In the mean time we have moved north, to the town of Cove, where we are presented with our first Voodoo dance, in one of the outlying neighbourhoods. The people here are a mix of Yoruba, originally from Nigeria, and Mahi, a local tribe. The dance, called the Egungun, involves lots of different costumes – representing spirits – that perform a kind of a wild dance, involving moving hips and arms. They seldom act together, it is almost always one at the time, and after a few minutes they take a break again, on a bench put there for the purpose. So once in a while one disappears in the temple behind, and minutes later another costume appears. We count a total of 11 different spirits, some of whom make it a sport to run after the spectators, especially the children. A small group of minders, armed with branches, tries to control the spirits, to avoid direct contact with the spectators – this would be really bad, because the spirit cloth is sacred, cannot be touched by simple mortals.

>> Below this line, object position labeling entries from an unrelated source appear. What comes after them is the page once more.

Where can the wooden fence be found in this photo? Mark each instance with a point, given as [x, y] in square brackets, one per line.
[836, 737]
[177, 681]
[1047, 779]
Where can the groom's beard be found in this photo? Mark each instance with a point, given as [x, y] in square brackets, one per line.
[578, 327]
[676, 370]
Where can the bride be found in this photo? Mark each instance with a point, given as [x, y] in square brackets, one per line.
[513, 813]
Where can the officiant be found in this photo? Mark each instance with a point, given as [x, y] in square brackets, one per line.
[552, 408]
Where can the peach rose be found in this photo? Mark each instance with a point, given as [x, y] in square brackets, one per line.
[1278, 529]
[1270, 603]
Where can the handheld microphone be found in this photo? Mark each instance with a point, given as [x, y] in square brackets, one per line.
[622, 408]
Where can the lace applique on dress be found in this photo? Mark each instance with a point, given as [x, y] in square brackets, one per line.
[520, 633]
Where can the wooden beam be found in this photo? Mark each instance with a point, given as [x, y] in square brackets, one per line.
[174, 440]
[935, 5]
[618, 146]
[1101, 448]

This particular ceremony is to please the ancestors: if somebody in the community dies, they not really die, but live on invisibly, yet, still need to be fed. The story goes that if somebody sees his or her ancestor in a dream, it means that the ancestor doesn’t get enough food, and a ceremony is called for to rectify that. Voila. Some of the ancestors return in the form of spirits; the child who performs, is the spirit of a child who died earlier.
To be honest it is all a bit artificial. Nice to see, beautiful costumes, great accompanying drum band, but little sense of authenticity. But that is what you get if you organise ceremonies specifically for tourists, I suppose. And in any case, we see some of the ceremonies and dances that would otherwise have been hidden to us.
We check in in a remarkably large, pretty nice hotel, unexpected in this remote area, far removed from the cities of Cotonou and Porto Novo.